Das Bild zeigt eine Labormitarbeiterin eines Universitätsklinikums, die eine Kulturplatte mit Erregern in Händen hält.
Antibiotika nutzlos: In den USA wurde ein Erreger nachgewiesen, gegen den kein Medikament hilft
© Daniel Karmann/DPA
In den USA haben Ärzte ein Bakterium nachgewiesen, gegen das selbst Reserve-Antibiotika nicht helfen. Die Keime mit dem Gen Mcr-1 wurden auch schon in Europa festgestellt.

In den USA ist erstmals ein sogenannter Super-Erreger entdeckt worden, der gegen alle bekannten Behandlungsmethoden immun ist. Der Keim wurde bei einer 49-jährigen Frau aus dem Bundesstaat Pennsylvania gefunden, die an einem Harnwegsinfekt erkrankt war. Gegen das E-Coli-Bakterium habe kein Antibiotikum geholfen, teilte die US-Gesundheitsbehörde Centers for Disease Control and Prevention (CDC) mit.
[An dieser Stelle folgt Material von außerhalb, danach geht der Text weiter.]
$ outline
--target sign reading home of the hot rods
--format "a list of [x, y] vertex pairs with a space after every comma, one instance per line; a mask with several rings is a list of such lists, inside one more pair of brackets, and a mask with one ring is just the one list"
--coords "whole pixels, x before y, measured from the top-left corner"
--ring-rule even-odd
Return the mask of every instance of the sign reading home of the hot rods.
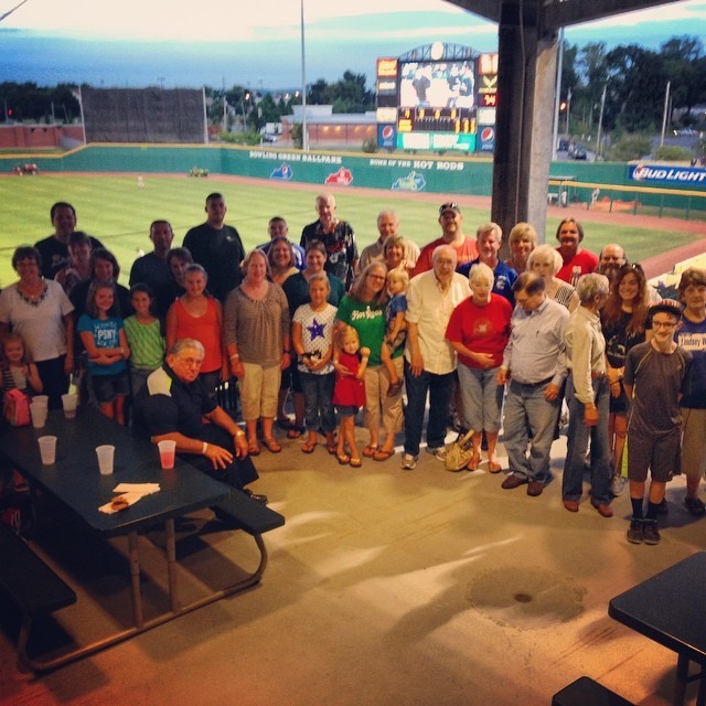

Selbst das Antibiotikum Colistin, das bei diesen "Albtraum"-Bakterien üblicherweise wirke, habe versagt, erklärte CDC-Chef Thomas Frieden. Das Bakterium enthält ein Gen, das es immun gegen die Behandlung mit Antibiotika für multiresistente Keime werden lässt. Das sogenannte Mcr-1-Gen wurde bereits in China und Europa festgestellt. Laut Frieden war die Patientin aus Pennsylvania nicht außerhalb der USA unterwegs.

Antibiotikum: "letzte verbliebene Therapieoption" versagt

Im Januar hatte das deutsche Bundesinstitut für Risikobewertung (BfR) berichtet, dass das Gen Mcr-1 in Bakterienproben von Menschen nachgewiesen worden und bei Nutztieren weit verbreitet sei. Das Medikament Colistin wurde nach Angaben des Robert Koch-Instituts (RKI) in den vergangenen Jahren wieder häufiger verwendet. Es diene als "eine letzte verbliebene Therapieoption".

Als kritisch bewerten Experten, dass das Resistenz-Gen Mcr-1 zwischen Bakterienstämmen übertragbar ist – im Gegensatz zu bisher bekannten Colistin-Resistenzen. Es kann von harmlosen Darmkeimen auf Krankheitserreger übergehen und die Behandlung gegen diese erschweren.

Die Weltgesundheitsorganisation WHO hatte bereits vor einiger Zeit vor einer "Rückkehr in Vor-Antibiotika-Zeiten" gewarnt, in denen sich schon geringfügige Infektionen oder Schnittverletzungen als tödlich erweisen könnten.